H2. Now things to do is a heading two. Go back to my browser, hit refresh.
So this is our main heading. This is one of the subheadings. Talking about that, and I would keep going through my other headings down here.
So Tor Alcatraz. So I could also hit f2 and do h2. If you want to use f2 as your keystroke, you can do that.
In my case, because I have my function keys doing alternate functions, I have to hold the fn key on my keyboard. So there's a fn key. Fn is for function.
So you can do the alternate function. If your function keys normally do something else, like for your system, like changing system volume or something, you'll have to hold function while hitting f2 to be able to get that to work.

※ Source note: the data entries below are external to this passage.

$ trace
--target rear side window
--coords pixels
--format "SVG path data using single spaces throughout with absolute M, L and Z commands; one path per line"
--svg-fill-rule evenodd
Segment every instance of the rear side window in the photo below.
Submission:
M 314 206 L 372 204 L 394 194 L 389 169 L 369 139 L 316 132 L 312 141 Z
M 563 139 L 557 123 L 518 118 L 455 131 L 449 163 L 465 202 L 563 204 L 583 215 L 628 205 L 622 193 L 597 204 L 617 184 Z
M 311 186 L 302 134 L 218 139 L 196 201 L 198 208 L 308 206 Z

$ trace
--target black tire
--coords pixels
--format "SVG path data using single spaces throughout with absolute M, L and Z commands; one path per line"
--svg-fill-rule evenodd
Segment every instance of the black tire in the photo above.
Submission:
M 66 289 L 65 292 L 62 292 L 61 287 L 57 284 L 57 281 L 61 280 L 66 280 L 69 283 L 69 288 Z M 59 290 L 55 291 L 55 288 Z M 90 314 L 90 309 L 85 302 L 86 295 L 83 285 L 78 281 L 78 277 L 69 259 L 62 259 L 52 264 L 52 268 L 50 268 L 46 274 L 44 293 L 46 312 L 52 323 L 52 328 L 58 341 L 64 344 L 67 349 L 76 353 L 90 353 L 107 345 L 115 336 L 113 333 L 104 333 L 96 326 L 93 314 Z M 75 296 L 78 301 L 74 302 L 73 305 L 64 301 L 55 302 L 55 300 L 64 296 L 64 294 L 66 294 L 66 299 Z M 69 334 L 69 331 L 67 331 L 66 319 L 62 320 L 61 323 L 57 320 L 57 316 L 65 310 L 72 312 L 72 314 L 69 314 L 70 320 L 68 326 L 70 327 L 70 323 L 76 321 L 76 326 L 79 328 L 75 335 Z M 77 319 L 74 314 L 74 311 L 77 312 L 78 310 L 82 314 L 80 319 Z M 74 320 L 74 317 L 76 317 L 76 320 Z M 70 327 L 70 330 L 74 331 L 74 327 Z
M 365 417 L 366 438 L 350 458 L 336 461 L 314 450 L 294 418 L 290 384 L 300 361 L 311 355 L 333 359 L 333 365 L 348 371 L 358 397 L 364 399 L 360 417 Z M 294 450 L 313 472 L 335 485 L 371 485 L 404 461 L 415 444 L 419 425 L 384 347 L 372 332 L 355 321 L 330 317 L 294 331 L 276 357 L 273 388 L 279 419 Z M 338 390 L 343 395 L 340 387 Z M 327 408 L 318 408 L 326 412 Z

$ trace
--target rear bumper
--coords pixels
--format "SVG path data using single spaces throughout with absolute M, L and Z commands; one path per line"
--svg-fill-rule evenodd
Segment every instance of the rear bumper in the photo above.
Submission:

And that's a heading two.
Again, notice it changes the beginning and the ending because both of them have to match. And I'm hitting command r for refresh. So things to do.
Oh sorry, Alcatraz Island. Sorry, that was actually a subtopic to things to do. So that is actually, that's an h3.
Now in this case, I could, let's say I want to select this. Notice how it also highlights this over here. So there's an alternate way to do this as well.
If let's say h2 is not going to appear here normally. If I highlight this, you see how the other h2 is selected. I can also hit command d as in do it again.
So whatever I select, if I want to do that selection again, I can hit command d to make the other selection. This would be control d on windows, and then I could type in over both of them. So that's also another way to do it.
The only thing about that is, let's say there's a p here. When I select this p and I hit command d, it selects the next p, and you see how that doesn't always work reliably. That's where the rename symbol is much more reliable because it's actually understanding that this is a tag and it'll just rename that tag.
So Fisherman's Wharf, Alcatraz. Yes. So this is also an h3.
So I'll hit f2, and that is an h3. I think I have one more thing. Yep.
How to bike. This is also an h3. There we go.
Now, San Francisco travel tips. Totally different topic for our page. So that is an h2.
That is a subtopic to our main topic. So again, this is our main topic, traveling to San Francisco. Things to do is a subtopic to it.
Within things to do, we have touring Alcatraz, Fisherman's Wharf, and riding a bike. But then we move on to a different section, which is why this is not an h3. This is on the same level as things to do.
So under traveling to San Francisco, I have things to do and travel tips, a separate thing. So those are my headings. This is where we're going to stop for this particular exercise.
And we're going to do this over a series of exercises. We'll build this up piece by piece, seeing all the various different things. So get started with your HTML structure and your headings in exercise 3b.